O dystrybucjach raz jeszcze

Ujrzawszy wzmiankę o tym, że z Ubuntu 9.10 usunięty zostanie program Pidgin, a w jego miejsce wprowadzony zostanie domyślnie jakieś Empathy, naszła mnie kolejna refleksja z serii "dlaczego Linux nie może opanować rynku desktopów".
Otóż jakim prawem szacowne grono odpowiedzialne za kształt "dystrybucji" podejmuje decyzję, z jakich programów powinienem korzystać, a jakie są niezalecane?
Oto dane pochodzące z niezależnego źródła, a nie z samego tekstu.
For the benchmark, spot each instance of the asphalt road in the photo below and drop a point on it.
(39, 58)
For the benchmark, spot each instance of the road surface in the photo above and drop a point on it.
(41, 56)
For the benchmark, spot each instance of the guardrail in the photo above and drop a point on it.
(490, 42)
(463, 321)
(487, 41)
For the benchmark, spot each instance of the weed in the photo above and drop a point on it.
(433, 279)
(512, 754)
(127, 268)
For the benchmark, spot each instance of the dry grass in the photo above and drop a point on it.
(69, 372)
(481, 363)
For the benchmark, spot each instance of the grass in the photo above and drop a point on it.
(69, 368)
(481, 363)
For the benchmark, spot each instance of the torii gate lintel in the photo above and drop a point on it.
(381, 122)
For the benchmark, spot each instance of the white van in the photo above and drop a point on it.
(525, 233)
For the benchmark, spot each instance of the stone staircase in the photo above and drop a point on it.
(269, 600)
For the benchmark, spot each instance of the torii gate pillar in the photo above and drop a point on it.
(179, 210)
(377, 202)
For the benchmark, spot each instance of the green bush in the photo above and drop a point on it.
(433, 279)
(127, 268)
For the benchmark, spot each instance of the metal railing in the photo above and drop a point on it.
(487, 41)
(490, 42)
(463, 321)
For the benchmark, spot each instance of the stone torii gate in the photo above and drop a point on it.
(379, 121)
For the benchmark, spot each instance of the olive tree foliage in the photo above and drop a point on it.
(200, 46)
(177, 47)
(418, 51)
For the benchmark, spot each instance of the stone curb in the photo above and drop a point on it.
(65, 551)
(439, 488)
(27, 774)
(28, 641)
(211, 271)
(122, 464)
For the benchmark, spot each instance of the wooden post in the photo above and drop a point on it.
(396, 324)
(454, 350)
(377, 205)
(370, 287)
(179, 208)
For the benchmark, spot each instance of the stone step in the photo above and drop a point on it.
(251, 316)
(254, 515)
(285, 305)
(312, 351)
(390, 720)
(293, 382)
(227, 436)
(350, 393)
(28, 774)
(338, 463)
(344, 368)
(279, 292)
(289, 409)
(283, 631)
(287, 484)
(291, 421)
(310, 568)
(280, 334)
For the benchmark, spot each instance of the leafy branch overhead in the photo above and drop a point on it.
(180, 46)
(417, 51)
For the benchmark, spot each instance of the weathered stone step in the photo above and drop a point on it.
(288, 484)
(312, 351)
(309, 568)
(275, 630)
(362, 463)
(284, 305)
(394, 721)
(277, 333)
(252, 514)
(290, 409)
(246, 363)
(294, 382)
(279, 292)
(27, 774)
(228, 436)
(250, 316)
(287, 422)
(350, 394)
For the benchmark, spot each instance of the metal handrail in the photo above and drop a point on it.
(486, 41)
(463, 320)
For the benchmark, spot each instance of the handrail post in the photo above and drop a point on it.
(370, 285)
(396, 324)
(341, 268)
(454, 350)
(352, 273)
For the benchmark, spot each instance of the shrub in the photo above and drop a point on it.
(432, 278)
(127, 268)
Osobiście od lat korzystam z Pidgina i nie zamierzam się póki co przesiadać na cokolwiek innego - tym bardziej, że Pidgin działa doskonale także w Windows. Po drugie, deweloperzy Ubuntu chwalą się, że dyskusja, czy wstawić Empathy w miejsce Pidgina trwała ponad pół roku! Szanowni deweloperzy. Straciliście pół roku na bezproduktywną dyskusję o niczym! Decyzja, z jakich programów korzystać, a z jakich nie, należy tylko i wyłącznie do użytkowników. System operacyjny powinien zawierać jedynie niezbędne minimum potrzebne do administracji komputerem. Cała użytkowa reszta powinna należeć do niezależnych zespołów, które nie potrzebują błogosławieństwa reszty tzw. społeczności.
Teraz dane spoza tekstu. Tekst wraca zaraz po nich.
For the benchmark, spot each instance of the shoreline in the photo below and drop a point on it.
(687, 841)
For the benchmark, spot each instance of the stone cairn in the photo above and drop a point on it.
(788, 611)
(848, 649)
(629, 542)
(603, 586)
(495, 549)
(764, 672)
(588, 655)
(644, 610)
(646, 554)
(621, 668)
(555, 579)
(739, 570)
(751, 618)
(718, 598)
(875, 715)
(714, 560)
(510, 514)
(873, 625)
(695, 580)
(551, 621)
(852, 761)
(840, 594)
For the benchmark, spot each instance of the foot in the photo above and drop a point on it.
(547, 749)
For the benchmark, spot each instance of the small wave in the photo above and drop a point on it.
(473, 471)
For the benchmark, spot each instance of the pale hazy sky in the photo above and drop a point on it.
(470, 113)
Podejście "dystrybucyjne" zabija także wszelki rozwój oprogramowania przeznaczonego dla Linux'ów, ponieważ jako potencjalny twórca oprogramowania, zdany bym był na łaskę lub niełaskę deweloperów dystrybucji. I nawet jeśli przekonałbym wielu użytkowników, że jednak warto korzystać z mojego programu, musiałbym osobiście dbać o to, aby mój program poprawnie działał w niezliczonych odmianach niezliczonych dystrybucji. To największa porażka w podejściu do systemów operacyjnych.
Na szczęście mam jeszcze wybór co do samego systemu operacyjnego i póki co z pewnością nie będzie to żadna z dystrybucji Linux.